Vendredi dernier, a atterri sur le bureau de Jospin le rapport qu’il avait commandité concernant l’épargne salariale, baptisé par ses rédacteurs, un député PS et un inspecteur des finances, " L’épargne salariale au cœur du contrat social ". Disons le tout de suite, il ne s’agit pas d’envisager des augmentations de salaires généralisées pour permettre aux salariés d’épargner… mais d’étudier comment les rendre actionnaires des entreprises.

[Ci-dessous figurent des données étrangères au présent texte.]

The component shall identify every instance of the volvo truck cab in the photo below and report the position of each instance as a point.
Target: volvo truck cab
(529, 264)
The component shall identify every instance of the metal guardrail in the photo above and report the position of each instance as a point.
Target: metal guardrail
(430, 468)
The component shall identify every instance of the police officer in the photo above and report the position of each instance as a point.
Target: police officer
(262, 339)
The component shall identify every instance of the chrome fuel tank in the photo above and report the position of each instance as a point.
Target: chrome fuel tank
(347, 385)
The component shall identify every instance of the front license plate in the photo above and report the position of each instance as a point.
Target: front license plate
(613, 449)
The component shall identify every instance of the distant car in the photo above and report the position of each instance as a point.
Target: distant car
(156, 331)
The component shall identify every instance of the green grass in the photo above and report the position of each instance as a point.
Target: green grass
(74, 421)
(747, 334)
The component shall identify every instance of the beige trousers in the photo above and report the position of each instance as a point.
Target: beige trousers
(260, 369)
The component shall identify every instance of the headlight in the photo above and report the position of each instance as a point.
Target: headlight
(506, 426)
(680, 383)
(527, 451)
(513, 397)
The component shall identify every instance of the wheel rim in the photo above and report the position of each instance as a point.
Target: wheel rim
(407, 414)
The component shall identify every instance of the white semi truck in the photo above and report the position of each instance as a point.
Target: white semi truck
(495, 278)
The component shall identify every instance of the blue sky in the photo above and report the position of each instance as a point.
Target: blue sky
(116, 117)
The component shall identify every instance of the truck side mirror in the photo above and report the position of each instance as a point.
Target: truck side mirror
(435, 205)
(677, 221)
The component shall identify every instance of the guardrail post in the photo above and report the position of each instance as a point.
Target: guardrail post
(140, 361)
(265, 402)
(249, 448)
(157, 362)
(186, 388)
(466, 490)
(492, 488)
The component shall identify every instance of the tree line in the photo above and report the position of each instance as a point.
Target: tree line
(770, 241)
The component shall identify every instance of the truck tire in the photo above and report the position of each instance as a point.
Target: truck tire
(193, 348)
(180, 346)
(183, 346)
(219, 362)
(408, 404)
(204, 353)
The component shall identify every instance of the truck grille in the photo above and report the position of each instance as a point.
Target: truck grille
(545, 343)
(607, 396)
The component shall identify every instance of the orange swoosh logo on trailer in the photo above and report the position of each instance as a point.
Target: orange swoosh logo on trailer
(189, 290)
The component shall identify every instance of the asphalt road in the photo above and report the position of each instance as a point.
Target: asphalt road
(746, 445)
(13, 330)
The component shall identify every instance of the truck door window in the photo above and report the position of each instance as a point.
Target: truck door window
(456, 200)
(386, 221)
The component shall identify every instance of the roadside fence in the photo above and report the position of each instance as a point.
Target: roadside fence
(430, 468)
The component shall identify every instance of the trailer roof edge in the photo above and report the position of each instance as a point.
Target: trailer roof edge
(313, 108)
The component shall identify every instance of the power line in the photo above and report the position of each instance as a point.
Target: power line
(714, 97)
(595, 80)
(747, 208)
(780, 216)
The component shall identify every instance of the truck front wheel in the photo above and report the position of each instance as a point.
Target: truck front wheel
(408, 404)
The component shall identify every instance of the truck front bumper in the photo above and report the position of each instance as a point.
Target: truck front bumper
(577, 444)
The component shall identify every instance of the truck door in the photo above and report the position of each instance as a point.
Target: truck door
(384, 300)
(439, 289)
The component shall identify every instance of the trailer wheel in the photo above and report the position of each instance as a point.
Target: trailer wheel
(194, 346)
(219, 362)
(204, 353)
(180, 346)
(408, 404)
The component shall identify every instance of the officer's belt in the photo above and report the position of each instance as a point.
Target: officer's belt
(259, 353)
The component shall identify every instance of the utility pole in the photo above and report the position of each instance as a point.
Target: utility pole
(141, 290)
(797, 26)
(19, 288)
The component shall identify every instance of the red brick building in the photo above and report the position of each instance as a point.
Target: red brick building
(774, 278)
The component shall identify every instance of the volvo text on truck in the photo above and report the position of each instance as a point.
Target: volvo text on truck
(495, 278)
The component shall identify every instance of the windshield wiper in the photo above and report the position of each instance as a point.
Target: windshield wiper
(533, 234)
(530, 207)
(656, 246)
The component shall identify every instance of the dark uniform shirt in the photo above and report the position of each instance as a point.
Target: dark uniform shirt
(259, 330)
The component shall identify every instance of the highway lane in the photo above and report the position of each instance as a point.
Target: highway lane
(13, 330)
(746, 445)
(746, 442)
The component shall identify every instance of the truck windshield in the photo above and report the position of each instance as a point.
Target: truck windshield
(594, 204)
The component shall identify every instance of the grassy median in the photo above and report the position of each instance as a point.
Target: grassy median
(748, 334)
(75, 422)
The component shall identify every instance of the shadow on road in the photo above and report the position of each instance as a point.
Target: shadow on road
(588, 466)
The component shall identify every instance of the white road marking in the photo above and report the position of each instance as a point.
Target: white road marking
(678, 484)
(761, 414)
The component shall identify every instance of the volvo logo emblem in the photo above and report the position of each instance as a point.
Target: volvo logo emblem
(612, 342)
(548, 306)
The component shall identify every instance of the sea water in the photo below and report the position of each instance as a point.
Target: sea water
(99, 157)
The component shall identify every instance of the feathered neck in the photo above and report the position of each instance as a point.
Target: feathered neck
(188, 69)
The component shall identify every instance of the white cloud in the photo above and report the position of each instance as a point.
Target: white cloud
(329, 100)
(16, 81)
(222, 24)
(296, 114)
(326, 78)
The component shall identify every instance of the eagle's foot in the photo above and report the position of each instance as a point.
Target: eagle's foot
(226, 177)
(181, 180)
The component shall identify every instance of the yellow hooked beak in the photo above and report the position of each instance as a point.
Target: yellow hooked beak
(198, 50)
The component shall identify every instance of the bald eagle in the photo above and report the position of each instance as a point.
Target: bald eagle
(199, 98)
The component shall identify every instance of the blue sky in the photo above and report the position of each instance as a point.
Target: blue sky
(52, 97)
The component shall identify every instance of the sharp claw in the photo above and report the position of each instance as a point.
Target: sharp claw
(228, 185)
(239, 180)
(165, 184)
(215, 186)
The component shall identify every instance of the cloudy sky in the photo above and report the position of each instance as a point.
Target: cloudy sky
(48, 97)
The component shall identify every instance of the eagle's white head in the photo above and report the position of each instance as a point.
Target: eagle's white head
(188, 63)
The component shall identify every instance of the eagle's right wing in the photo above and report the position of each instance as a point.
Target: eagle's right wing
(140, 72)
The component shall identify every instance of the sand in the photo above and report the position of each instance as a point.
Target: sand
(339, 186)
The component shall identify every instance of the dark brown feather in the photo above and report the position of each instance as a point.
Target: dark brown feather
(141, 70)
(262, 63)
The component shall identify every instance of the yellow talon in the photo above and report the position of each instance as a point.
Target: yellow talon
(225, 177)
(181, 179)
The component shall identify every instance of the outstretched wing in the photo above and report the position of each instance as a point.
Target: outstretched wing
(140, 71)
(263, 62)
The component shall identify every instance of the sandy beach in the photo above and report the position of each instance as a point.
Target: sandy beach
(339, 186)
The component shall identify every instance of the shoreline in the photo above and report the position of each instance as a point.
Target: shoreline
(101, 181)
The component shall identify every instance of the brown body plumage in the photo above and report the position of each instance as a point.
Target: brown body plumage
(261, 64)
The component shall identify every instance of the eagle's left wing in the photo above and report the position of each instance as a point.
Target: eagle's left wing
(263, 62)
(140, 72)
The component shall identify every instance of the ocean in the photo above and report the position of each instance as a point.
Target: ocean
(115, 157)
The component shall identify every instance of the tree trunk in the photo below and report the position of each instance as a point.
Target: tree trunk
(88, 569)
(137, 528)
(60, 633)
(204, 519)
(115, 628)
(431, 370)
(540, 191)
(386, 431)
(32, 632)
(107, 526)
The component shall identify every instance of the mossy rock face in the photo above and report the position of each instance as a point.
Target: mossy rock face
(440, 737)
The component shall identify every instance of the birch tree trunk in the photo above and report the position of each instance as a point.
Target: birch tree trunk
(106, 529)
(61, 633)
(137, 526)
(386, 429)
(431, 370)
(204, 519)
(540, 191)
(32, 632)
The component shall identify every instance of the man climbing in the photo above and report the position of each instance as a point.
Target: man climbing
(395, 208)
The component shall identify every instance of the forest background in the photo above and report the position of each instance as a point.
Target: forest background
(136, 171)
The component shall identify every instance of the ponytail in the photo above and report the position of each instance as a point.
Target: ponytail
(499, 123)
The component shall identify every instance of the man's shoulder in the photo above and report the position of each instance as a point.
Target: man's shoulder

Le contexte dans lequel a été commandé ce rapport est éclairant : c’était en octobre dernier, alors que l’annonce des licenciements à Michelin au nom des intérêts des actionnaires, suscitait la révolte des salariés, et que dans le même temps on apprenait que Jaffré, PDG d’Elf Aquitaine quittait son poste avec 250 millions de stock-options en remerciement de ses bons et loyaux services de licencieur qui avaient ainsi fait grimper l’action Elf. Jospin, après s’être complètement dénudé en disant que le gouvernement ne pouvait pas " réguler le marché ", prenait un virage à 180 degrés et se lançait, quelle audace, dans un projet de " nouvelles régulations économiques ". Il cadrait ainsi le rapport attendu : " dans le mouvement actuel de restructuration et de concentration de nos entreprises, l’existence d’un actionnariat salarié peut permettre un infléchissement de certaines décisions dans un sens plus respectueux de l’emploi et de la localisation des centres de décision en France ". Pas de doute voilà un homme convaincu qu’il est possible de peser sur les choix des capitalistes ! Dans le même temps Strauss-Kahn, encore ministre de l’Economie et des finances avant de trébucher sur son propre financement, et conséquent, par la MNEF, expliquait aux députés en quoi la généralisation des stock-options et de l’épargne salariale est une mesure de gauche : " La redistribution est très importante, et c’est un combat que la gauche a toujours mené (…) Notre rôle ne peut se limiter à laisser fonctionner l’économie de marché et le capitalisme pour n’intervenir qu’ensuite, afin de panser les plaies. (…) Devrions-nous accepter une fois pour toutes que le salarié ne perçoive que le salaire qu’on veut bien lui accorder, sans référence à la richesse qu’il crée ? (…) le salaire versé ne reflète pas, à priori, la productivité du travail (…) Bref, il faut réformer l’épargne salariale et permettre aux salariés de récupérer une partie des produits de l’entreprise, c’est-à-dire modifier après coup le partage salaires-profits. L’épargne salariale est donc au cœur de notre projet. "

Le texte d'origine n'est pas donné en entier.